I recently had the opportunity to visit India for the first time. It was an eye opening experience, and one the more I reflect on, think will have a profound and long lasting influence in my life.
Yes, it is a crazy, exciting, scary, and at times smelly and dirty country. One with a long and rich history, indescribable craftsmanship, and some of the biggest, most challenging humanitarian and environmental issues of our time. Issues, I have pondered waiting in various airports, on camels backs and now here in the early hours of the morning trying to adjust back to Brisbane time. I have no answers of course. But it got me thinking. How should we think about big issues. How do political leaders or CEO’s of multinational corporations tackle the big issues, those that impact a vast amount of people, the environment and countries as a whole? And can we apply these principles to our own businesses, careers or personal lives? To tackle the issues where we can’t immediately see all the variables and possible outcomes for all involved.
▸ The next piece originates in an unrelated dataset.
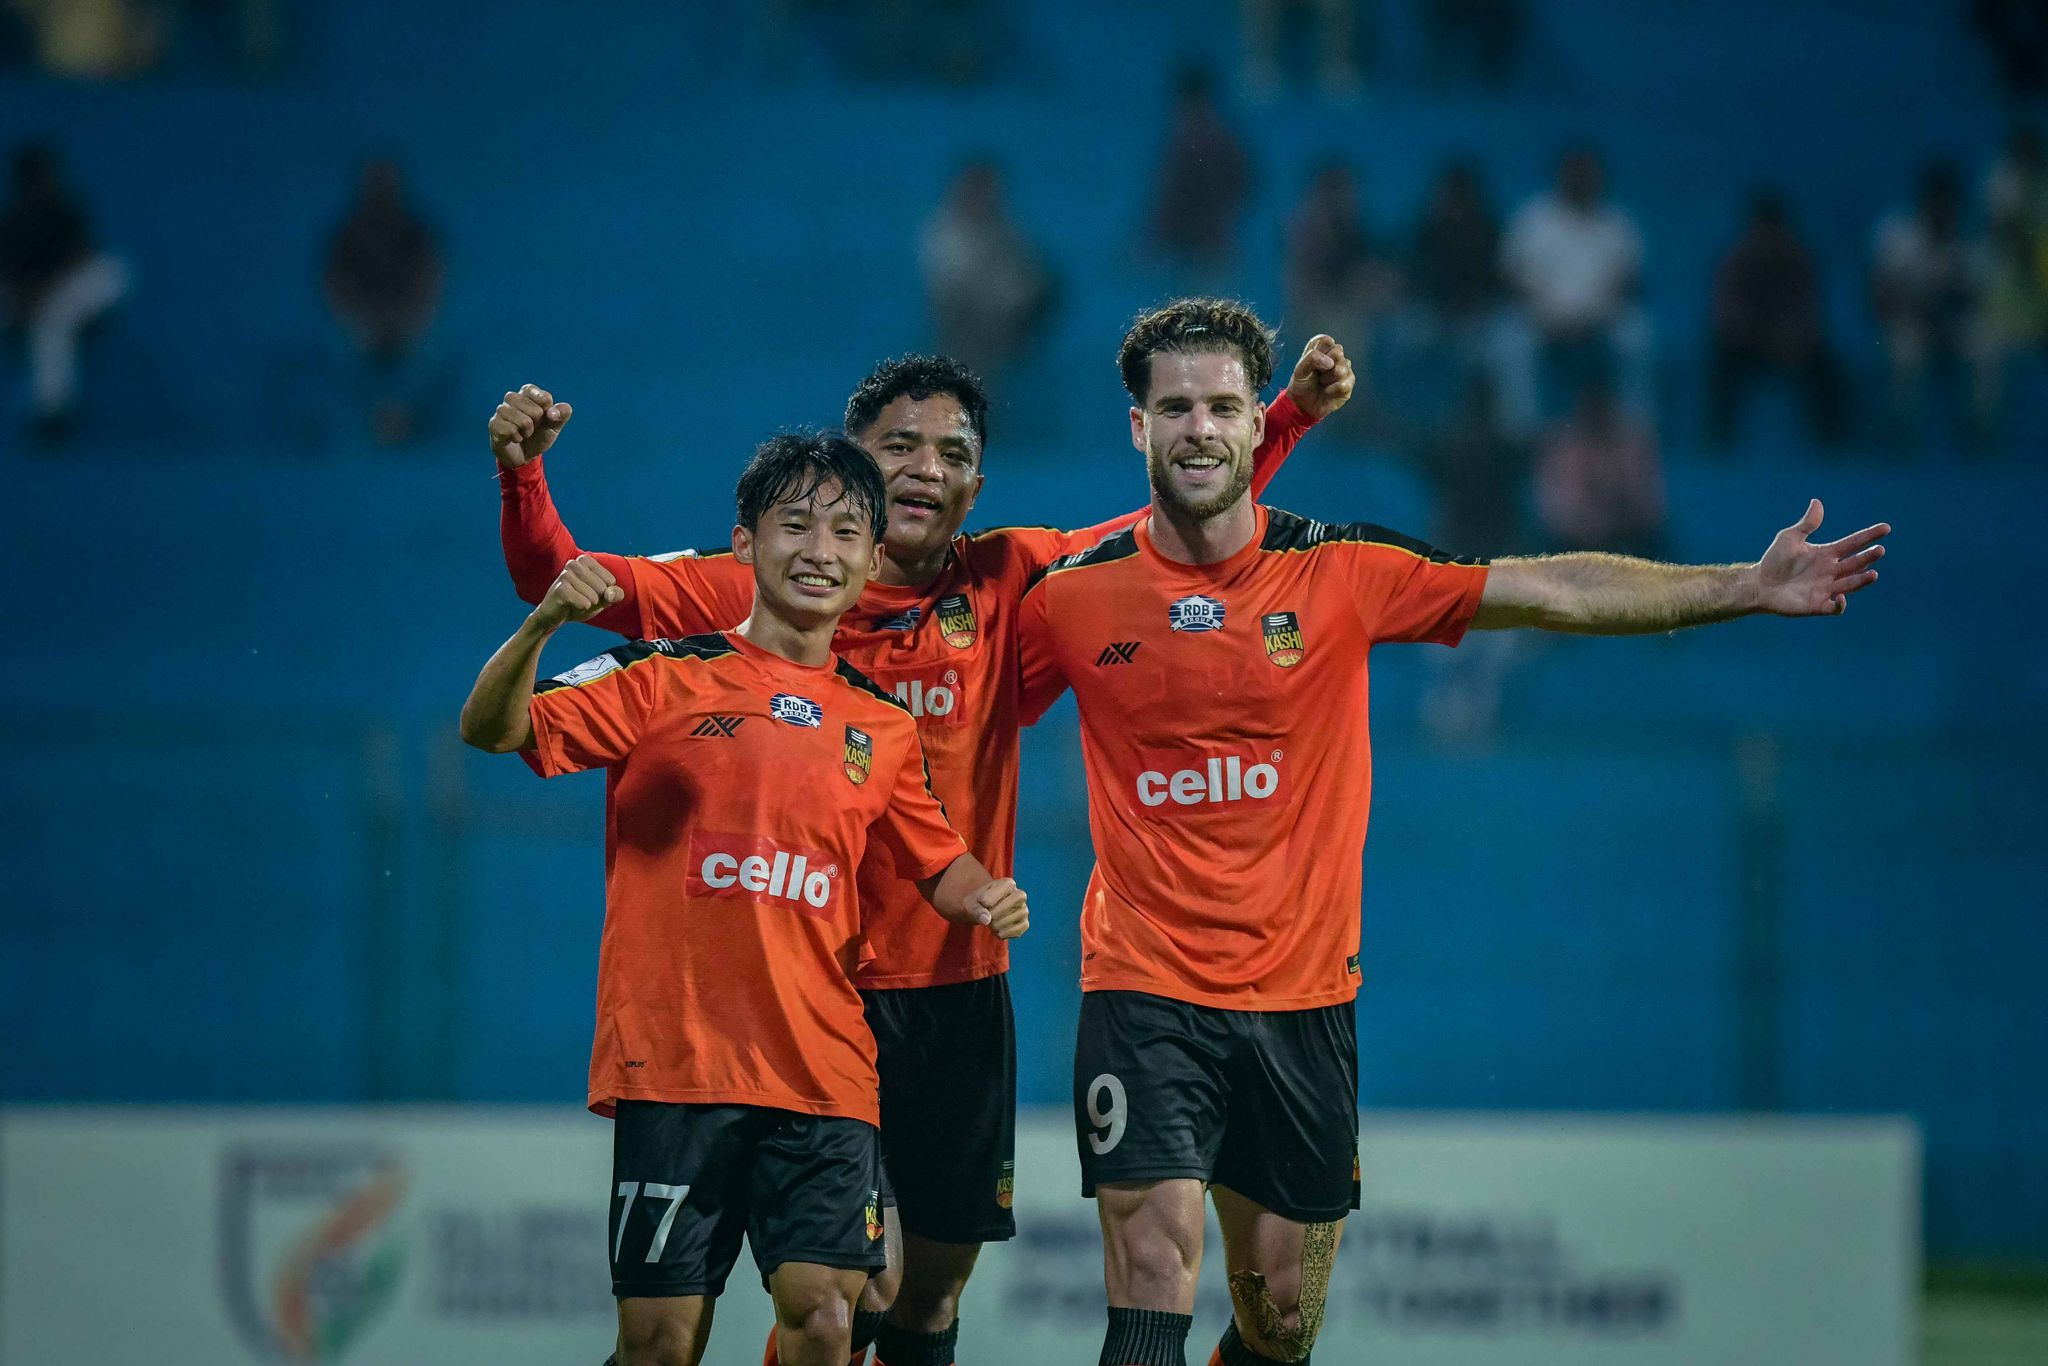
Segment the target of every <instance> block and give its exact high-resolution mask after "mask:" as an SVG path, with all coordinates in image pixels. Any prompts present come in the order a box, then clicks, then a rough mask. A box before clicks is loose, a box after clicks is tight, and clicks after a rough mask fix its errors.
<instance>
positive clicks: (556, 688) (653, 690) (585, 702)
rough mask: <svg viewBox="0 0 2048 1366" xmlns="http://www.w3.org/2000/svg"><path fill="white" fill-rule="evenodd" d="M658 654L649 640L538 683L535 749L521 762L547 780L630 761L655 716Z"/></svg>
mask: <svg viewBox="0 0 2048 1366" xmlns="http://www.w3.org/2000/svg"><path fill="white" fill-rule="evenodd" d="M657 655H659V651H657V649H655V647H653V645H649V643H647V641H635V643H631V645H618V647H616V649H608V651H604V653H602V655H598V657H596V659H586V661H584V664H578V666H575V668H573V670H569V672H565V674H557V676H555V678H545V680H541V682H539V684H535V690H532V702H528V705H526V715H528V717H530V719H532V750H520V758H524V760H526V764H528V766H530V768H532V770H535V772H537V774H541V776H543V778H557V776H561V774H571V772H584V770H586V768H604V766H606V764H616V762H618V760H623V758H625V756H629V754H631V752H633V745H637V743H639V737H641V735H643V733H645V731H647V719H649V717H651V715H653V711H655V702H657V688H659V666H655V664H653V659H655V657H657Z"/></svg>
One answer may be systems thinking, an approach that sees things holistically and interconnected. An approach that sees the “problem” as part of an overall system and not an isolated issue.
This way of thinking comprises many different elements, but essentially tries to focus on;
- What is under our control and what is not. We should not focus on things that we can not control
- To view the “big picture” in order to view the system of relationshipsthat link the component parts
- To identify causality & how a behaviour is generated. To look at how one variable affects another, not just that they do affect each other, to recognise that there is a web of relationships within a system that are all interdependent
- To recognise that causality does not just run in one direction, but that an ‘effect’ usually feeds back to influence on the cause (see below for an example of such a feedback loop)
Illustration of a feedback loop
Thinking about complex issues, requires, well complex thinking. Its not about hit and miss whiteboarding, finding a quiet spot or a creative space. Complex thinking requires a framework, discipline, practice and reflection. Occam’s razor will tell you that among competing hypothesis, the one with the few assumptions should be selected. That other more complicated solutions may ultimately prove correct, but in the absence of certainty, the fewer assumptions made the better. But tread carefully, “for every complex problem there is an answer that is clear, simple and wrong” (Mencken).
As I said before, I don’t have the answers to the issues India faces, nor have I got all the answers to the issues I face in my professional and business life. But I do now have new way of approaching them.